[time-nuts] Measuring receiver...
jimlux
jimlux at earthlink.net
Tue Jun 21 21:02:21 UTC 2016
On 6/21/16 11:28 AM, Brooke Clarke wrote:
> Hi:
>
> During W.W.II there were secret methods of "fingerprinting" radio
> transmitters and separately the operators.
> I suspect the transmitter fingerprinting involved things like frequency
> accuracy, stability, CW rise and decay time, &Etc. For the operator some
> from of statistics on the timings associated with sending Morse Code.
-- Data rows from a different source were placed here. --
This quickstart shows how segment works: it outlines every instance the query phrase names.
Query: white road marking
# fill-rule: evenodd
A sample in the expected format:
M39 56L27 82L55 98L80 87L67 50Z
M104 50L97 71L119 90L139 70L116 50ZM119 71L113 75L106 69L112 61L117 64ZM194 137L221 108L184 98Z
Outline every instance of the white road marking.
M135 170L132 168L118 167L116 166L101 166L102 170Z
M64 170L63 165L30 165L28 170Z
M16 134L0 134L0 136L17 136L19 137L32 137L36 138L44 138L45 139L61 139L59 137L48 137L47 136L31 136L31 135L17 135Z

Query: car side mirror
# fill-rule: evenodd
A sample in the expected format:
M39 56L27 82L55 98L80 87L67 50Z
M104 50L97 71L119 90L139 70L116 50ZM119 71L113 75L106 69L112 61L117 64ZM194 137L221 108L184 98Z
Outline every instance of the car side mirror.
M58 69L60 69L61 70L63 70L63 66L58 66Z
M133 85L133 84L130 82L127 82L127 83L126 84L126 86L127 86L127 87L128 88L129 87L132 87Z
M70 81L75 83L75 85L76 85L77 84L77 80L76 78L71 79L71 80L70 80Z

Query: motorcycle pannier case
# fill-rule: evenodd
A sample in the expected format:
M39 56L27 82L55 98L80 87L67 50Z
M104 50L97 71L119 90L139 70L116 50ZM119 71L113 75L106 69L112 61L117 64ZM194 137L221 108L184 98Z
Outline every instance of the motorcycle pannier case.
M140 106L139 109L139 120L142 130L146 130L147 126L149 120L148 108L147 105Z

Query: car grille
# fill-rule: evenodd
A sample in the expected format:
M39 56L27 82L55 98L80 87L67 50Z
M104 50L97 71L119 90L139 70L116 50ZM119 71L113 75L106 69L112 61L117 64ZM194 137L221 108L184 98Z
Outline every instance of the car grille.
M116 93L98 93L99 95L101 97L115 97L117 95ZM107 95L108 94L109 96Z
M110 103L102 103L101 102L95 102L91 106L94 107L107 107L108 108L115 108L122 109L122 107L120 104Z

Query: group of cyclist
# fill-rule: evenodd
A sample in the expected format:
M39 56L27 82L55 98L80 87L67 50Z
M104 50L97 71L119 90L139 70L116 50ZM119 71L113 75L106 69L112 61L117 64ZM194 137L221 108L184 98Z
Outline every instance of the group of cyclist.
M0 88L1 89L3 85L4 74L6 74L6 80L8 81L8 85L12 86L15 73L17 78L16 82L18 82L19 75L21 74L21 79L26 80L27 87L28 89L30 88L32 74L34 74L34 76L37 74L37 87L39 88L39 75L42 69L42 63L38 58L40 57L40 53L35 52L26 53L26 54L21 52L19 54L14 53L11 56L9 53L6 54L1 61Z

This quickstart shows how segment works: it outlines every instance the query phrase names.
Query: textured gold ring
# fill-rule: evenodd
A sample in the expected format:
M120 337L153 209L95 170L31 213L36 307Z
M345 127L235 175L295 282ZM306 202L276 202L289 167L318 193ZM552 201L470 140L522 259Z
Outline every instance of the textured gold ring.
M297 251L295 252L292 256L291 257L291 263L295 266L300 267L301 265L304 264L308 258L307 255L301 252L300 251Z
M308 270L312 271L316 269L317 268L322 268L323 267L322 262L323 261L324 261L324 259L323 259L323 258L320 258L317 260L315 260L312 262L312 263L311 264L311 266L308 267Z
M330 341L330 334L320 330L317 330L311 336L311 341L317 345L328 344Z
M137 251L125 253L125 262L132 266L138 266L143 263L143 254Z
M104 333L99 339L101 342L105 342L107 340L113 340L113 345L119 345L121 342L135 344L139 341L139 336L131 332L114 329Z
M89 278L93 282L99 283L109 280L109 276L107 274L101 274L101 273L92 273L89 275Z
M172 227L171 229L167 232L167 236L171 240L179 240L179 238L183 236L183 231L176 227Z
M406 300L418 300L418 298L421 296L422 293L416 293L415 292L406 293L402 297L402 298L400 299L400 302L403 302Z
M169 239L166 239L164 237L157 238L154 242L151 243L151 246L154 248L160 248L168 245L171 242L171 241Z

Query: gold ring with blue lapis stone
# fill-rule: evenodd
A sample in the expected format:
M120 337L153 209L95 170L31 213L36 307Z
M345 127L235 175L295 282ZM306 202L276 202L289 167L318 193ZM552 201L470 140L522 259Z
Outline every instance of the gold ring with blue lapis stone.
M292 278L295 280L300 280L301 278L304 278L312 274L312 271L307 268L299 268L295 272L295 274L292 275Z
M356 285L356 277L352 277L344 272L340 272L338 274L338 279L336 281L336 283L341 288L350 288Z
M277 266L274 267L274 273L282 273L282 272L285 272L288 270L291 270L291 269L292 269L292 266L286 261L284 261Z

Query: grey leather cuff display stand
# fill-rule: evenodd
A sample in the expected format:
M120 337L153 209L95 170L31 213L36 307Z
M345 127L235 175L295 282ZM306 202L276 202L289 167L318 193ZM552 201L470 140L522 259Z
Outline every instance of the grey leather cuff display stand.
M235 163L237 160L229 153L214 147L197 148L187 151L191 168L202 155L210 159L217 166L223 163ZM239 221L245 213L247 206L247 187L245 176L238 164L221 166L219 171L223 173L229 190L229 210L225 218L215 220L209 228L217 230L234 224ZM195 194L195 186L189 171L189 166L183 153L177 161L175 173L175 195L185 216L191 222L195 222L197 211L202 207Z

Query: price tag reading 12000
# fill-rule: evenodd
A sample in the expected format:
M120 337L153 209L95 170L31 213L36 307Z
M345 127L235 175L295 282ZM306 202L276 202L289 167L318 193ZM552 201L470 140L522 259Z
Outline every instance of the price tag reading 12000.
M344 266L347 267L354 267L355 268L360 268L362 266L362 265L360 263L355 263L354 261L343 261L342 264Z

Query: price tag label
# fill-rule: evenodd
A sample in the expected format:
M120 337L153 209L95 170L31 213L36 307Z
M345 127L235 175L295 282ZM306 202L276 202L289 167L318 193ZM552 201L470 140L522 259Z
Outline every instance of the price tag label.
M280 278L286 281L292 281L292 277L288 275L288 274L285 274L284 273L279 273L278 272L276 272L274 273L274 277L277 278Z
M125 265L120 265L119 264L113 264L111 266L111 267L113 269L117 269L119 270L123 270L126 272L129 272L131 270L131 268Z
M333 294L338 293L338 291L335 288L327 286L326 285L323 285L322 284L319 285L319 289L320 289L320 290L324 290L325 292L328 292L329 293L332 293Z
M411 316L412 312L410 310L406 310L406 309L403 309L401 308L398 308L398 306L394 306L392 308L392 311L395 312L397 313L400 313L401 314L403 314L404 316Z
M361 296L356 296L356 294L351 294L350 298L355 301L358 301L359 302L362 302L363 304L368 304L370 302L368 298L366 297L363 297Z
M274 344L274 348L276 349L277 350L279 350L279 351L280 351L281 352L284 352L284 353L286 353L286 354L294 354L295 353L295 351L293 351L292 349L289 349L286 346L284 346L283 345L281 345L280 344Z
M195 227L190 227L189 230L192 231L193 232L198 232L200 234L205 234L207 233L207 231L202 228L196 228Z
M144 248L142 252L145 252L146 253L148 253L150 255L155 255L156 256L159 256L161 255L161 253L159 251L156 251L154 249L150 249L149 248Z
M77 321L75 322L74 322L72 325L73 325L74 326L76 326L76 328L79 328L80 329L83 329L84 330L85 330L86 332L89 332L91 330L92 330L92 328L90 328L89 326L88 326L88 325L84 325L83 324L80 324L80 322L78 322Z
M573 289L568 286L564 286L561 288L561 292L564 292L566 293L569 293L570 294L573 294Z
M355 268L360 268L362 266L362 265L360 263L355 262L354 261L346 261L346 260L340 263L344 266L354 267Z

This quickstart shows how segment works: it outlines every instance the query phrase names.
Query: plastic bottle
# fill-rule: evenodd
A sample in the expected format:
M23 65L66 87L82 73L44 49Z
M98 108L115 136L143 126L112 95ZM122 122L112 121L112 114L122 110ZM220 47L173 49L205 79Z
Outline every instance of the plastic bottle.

> But. . . I haven't seen any papers describing this. Can anyone point
> me to a paper on this?
>
For "human controlled" stuff, e.g. recognizing someone's "fist", there's
a huge literature out there on biometric identification looking at
things like keyboard and mouse click timing - the timing requirements
are pretty slack, and hardly time-nuts level, unless you're looking to
do it with mechanical devices constructed from spare twigs and strands
of kelp.
There have been a variety of schemes for recognizing individual radios
by looking at the frequency vs time as they start up. Likewise, it's
pretty easy to distinguish radar magnetrons from each other. Not a lot
of papers about this, but you'll see it in advertising literature, or
occasionally in conference pubs (although I can't think of any off
hand). There was someone selling a repeater access control system that
was based on the transmitter fingerprint.
But the real reason why you don't see any publications is that this
stuff is pretty classic signals intelligence (SIGINT or MASINT) and it
is still being used, and is all classified. You're not relying on Betty
the receiver operator to recognize the characteristic chirp as the
agent's radio is keyed, it's all done by computer now, but the basic
idea is the same. And as with most of this stuff, the basics are well
known, but the practical details are not, or, at least, are the
proprietary secret sauce in any practical system. (In a significant
understatement, Dixon, in "Spread Spectrum Systems" makes some comment
about how synch acquisition is the difficult part and won't be described
in the book)
You might look at the unclassified proceedings of conferences like
MILCOM and find something. Googling with MASINT might also help.